Yazının başında bahsettiğimiz hikâyeye dönecek olursak, modern dönemde muharebe meydanı ziyaretlerinin başlamasında askeri ihtiyaçlar önemli rol oynamıştı. Askeri tarih 1810’da Berlin Harp Akademisi’nin açılmasıyla subay eğitiminin önemli bir parçası haline geldi. Almanlar, modern subay eğitiminin kurucusu Fransızlardan farklı olarak teorik değil, uygulamalı askeri eğitim taraftarıydı. Kurmay subay adayları dershanelerde derslerin teorik kısmını gördükten sonra muharebe meydanı ve kurmay gezileriyle öğrendiklerini arazide uygulamaktaydı. Muharebe meydanı gezisinde öğrenciler uzman rehberler ve tarihçilerden muharebenin nasıl gerçekleştiğini bütün detaylarıyla yerinde öğrenmekteydi. Kurmay gezisinde ise öğrenciler bir senaryo çerçevesinde o muharebede görev yapmış önemli komutanların rollerini üstlenerek safha safha muharebeyi yeniden canlandırmakta, bütün alternatifleriyle verilen kararları ve uygulamayı tartışmaktaydı. Böylelikle kurmay subay adayı sadece askeri tarihi değil, geleceğin komutanı ve kurmay başkanı olarak muharebede icra edeceği görevlerin provasını deneyimli öğretim üyeleri gözetiminde icra etmekteydi.
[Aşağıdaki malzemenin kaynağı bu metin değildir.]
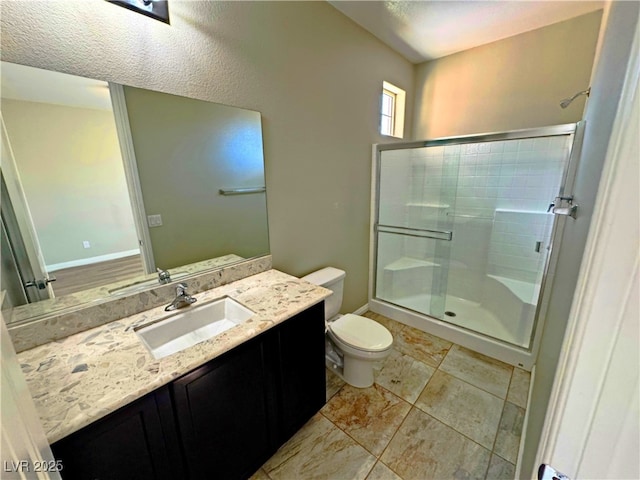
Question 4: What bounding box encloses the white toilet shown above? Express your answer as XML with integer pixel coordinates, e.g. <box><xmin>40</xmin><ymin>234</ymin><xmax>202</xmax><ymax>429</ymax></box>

<box><xmin>302</xmin><ymin>267</ymin><xmax>393</xmax><ymax>388</ymax></box>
Askerlerin muharebe meydanlarını öğretim sistemlerinin içine almalarının muharebe turizmine büyük faydaları oldu. Her şeyden önce bu turizmin en büyük derdi olan muharebenin tam olarak nerede gerçekleştiği ve kapsadığı alan askerlerce şüpheye mahal vermeyecek şekilde tespit edildi. Askerler tarihi kaynaklardaki anlatımı arazide uygulayarak gerçekte nerede, ne zaman, kimin, neyi, nasıl yaptığını da
bulmaktaydı. Ayrıca askerlerin muharebe meydanlarının korunmasında önemli işlevleri de oldu. Ekonomik gelişmeye açılacak muharebe meydanları askerlerin müdahalesiyle korunmuştur. Zaten askerlerin kendi kullandıkları kışla ve eğitim alanları da çoğu zaman geçmişte de askeri maksatlarla kullanılmış yerlerdir. Bunların bilinçli bir şekilde korunması muharebe turizmi için büyük katkıdır.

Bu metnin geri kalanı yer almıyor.